Acknowledgments
Early development of the MARSS functions into an R package was done by Kellie Wills, a contractor at NWFSC. Many students in our workshops on MAR and MARSS modeling and our winter course at the University of Washington have helped us refine the package. The Kalman filter and smoother functions used by the MARSS package are now those written by Jouni Helske for the KFAS package. Use of the KFAS Kalman functions has made the MARSS package faster and more stable.
The MARSS R package began as code developed to study noisy and gappy multivarite time-series data that are ubiquitous in fisheries and ecological research. Our initial forays into model estimation for these data were inspired by Chapter 6 in Shumway and Stoffer (2006) and Harvey (1989). Due to difficulties fitting these models, we gravitated towards the EM algorithm as outlined by Shumway and Stoffer (1982). The first version of the EM algorithm that E. E. Holmes wrote however was based on a 1996 technical report by Z. Ghahramani and G. E. Hinton (Ghahramani and Hinton 1996). The Kalman filter and smoother was that given in Shumway and Stoffer (2006). This initial algorithm allowed only shared terms within the \(\mathbf{u}\) matrix and generic constraints on the \(\mathbf{Q}\) and \(\mathbf{R}\) matrices, as this is what our work on population structure required.

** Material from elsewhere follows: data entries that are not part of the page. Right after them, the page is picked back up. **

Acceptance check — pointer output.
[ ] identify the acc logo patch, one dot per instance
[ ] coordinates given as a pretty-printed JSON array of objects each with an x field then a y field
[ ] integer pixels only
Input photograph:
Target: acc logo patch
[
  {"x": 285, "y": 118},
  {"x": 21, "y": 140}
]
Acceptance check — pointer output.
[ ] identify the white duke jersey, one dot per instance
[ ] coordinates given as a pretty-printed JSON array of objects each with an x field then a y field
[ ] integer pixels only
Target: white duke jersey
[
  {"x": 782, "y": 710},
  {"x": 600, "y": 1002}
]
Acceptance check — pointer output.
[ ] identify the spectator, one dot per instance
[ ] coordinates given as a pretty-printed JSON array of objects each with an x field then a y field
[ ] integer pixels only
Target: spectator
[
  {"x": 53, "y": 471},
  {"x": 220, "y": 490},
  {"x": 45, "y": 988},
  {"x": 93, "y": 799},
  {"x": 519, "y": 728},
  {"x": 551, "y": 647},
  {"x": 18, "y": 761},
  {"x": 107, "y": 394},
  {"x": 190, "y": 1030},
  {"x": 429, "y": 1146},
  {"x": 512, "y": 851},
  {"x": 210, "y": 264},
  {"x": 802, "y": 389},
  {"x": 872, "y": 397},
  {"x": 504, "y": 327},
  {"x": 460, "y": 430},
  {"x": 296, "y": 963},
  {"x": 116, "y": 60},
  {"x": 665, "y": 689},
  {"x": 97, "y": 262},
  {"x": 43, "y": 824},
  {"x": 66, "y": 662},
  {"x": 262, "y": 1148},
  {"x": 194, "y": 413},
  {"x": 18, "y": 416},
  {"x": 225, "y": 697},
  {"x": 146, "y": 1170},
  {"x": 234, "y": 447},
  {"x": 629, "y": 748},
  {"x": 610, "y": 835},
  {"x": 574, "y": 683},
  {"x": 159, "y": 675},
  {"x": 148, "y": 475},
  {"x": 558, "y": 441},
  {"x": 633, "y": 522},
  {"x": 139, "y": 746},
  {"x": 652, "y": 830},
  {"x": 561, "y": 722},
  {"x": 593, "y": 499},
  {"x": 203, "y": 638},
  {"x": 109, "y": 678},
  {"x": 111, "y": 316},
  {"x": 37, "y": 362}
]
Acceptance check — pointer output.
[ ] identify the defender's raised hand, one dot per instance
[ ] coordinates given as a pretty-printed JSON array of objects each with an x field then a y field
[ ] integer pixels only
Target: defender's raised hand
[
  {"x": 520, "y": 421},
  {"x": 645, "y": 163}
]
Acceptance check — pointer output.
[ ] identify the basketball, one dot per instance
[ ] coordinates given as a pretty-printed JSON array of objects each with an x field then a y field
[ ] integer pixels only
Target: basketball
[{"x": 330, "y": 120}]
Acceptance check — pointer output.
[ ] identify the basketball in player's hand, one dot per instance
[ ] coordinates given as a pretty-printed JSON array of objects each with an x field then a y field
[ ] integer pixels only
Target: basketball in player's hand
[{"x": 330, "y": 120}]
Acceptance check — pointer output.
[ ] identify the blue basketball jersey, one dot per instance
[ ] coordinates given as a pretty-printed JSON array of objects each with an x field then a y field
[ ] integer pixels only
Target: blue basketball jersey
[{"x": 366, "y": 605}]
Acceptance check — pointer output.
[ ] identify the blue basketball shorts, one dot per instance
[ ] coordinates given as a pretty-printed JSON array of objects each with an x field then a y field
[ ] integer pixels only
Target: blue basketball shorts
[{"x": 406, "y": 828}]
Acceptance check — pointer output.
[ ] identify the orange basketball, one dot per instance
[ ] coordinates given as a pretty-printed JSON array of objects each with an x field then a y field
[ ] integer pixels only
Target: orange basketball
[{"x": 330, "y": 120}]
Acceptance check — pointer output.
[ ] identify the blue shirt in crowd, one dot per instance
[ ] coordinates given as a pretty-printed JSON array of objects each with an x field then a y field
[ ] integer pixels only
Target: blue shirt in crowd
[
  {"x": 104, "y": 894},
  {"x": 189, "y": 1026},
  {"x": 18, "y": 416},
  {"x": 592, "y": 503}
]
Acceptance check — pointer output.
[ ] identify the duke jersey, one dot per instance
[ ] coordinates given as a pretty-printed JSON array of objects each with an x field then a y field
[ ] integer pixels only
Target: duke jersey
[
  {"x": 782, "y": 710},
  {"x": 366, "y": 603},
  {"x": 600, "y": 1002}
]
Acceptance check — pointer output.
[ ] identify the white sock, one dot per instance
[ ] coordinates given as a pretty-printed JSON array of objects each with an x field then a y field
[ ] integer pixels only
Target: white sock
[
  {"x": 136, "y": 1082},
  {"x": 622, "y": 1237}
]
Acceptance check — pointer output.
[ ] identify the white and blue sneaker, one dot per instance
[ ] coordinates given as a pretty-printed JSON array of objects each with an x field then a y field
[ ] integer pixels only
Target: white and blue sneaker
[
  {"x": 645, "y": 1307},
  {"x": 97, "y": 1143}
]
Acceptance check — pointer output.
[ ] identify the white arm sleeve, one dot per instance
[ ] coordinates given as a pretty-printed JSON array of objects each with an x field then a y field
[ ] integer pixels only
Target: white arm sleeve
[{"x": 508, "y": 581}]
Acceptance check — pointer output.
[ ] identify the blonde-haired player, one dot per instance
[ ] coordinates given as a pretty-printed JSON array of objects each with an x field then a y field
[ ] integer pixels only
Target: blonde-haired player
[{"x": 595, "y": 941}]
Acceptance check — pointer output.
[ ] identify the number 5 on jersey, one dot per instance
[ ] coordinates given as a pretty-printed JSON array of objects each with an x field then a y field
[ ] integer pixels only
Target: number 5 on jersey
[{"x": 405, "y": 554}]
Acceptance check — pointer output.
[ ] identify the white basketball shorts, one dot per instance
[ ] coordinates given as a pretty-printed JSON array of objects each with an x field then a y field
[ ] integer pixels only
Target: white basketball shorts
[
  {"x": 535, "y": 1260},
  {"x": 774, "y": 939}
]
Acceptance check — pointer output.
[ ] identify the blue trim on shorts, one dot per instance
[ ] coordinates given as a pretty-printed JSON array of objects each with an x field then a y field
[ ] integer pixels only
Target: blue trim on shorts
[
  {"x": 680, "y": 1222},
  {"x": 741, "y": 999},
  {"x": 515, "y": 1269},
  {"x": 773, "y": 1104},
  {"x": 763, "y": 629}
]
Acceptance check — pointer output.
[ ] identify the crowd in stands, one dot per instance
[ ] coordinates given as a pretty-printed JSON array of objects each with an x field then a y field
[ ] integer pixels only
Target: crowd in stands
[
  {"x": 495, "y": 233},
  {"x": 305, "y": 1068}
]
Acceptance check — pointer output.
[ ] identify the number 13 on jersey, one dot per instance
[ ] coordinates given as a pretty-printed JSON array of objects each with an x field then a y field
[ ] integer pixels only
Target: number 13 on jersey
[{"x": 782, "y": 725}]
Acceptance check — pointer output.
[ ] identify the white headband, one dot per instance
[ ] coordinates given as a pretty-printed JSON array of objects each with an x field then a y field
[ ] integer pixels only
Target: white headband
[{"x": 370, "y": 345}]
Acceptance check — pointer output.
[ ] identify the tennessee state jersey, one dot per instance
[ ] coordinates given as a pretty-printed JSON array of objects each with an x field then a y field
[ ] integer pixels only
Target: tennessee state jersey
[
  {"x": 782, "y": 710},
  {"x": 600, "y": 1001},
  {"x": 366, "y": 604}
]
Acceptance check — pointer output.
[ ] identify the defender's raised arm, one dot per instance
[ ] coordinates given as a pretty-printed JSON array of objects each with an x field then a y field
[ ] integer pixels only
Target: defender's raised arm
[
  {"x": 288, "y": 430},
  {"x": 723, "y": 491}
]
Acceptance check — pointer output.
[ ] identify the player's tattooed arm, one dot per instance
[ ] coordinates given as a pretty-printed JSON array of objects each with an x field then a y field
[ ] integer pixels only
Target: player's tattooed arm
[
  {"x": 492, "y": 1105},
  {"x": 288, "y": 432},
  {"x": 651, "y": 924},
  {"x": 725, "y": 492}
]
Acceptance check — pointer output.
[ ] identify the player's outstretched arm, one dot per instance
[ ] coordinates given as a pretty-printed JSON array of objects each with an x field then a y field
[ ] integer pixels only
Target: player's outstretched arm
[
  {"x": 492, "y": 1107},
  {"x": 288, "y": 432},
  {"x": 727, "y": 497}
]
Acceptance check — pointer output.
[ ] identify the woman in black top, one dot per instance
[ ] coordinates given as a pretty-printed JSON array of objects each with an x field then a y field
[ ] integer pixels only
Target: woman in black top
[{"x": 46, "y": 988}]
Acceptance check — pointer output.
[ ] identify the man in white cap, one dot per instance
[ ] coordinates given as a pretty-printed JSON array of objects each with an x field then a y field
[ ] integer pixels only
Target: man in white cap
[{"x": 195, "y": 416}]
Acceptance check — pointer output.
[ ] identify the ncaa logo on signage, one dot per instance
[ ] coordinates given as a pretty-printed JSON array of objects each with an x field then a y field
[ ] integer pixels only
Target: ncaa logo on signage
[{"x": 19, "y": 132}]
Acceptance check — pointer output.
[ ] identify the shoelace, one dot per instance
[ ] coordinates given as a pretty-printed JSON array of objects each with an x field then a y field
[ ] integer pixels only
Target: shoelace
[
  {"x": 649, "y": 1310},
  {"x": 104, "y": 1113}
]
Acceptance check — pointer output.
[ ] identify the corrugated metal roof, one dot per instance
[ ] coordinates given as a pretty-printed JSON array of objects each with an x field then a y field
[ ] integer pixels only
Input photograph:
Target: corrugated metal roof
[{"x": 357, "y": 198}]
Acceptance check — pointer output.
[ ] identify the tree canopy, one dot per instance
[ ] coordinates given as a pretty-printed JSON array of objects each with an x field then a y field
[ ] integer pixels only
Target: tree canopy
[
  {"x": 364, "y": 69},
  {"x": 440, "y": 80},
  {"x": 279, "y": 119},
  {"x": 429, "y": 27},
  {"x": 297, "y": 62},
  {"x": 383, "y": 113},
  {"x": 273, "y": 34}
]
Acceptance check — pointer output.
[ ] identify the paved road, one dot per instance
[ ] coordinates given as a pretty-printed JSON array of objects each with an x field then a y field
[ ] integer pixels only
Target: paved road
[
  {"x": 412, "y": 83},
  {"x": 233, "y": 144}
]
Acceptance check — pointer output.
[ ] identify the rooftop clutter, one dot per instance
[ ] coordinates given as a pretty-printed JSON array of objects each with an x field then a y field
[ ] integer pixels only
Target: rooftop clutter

During this time, the authors were working together at the Northwest Fisheries Science Center. M. D. Scheuerell provided the impetus and inspiration to derive a general EM algorithm for MARSS models with linear constraints. He needed these models for research problems and in the course of deriving the EM algorithm for constrained \(\mathbf{Q}\) matrices, it became apparent how to derive the fully general case. Thus began a five-year project resulting in Holmes (2013). Subsequently, we also needed to work with partially deterministic systems, and thus the EM algorithm was extended to the case of partially deterministic MARSS models.
Later algorithms for residuals and inference from MARSS models were added (Holmes 2014). This work was founded mainly on work by Andrew Harvey, Siem Jan Koopman, and Jeremy Penzer on inference and diagnostic checking of MARSS models (Harvey 1989; Harvey and Koopman 1992; Harvey, Koopman, and Penzer 1998; Jong and Penzer 1998). Extending the algorithm for the Fisher Information matrix in section 3.4.5 of Harvey (1989) to the general MARSS model in the MARSS package allowed rapid calculation of approximate confidence intervals. Algorithms for bootstrap AIC (Cavanaugh and Shumway 1997) and innovations bootstrapping (Stoffer and Wall 1991) were also added.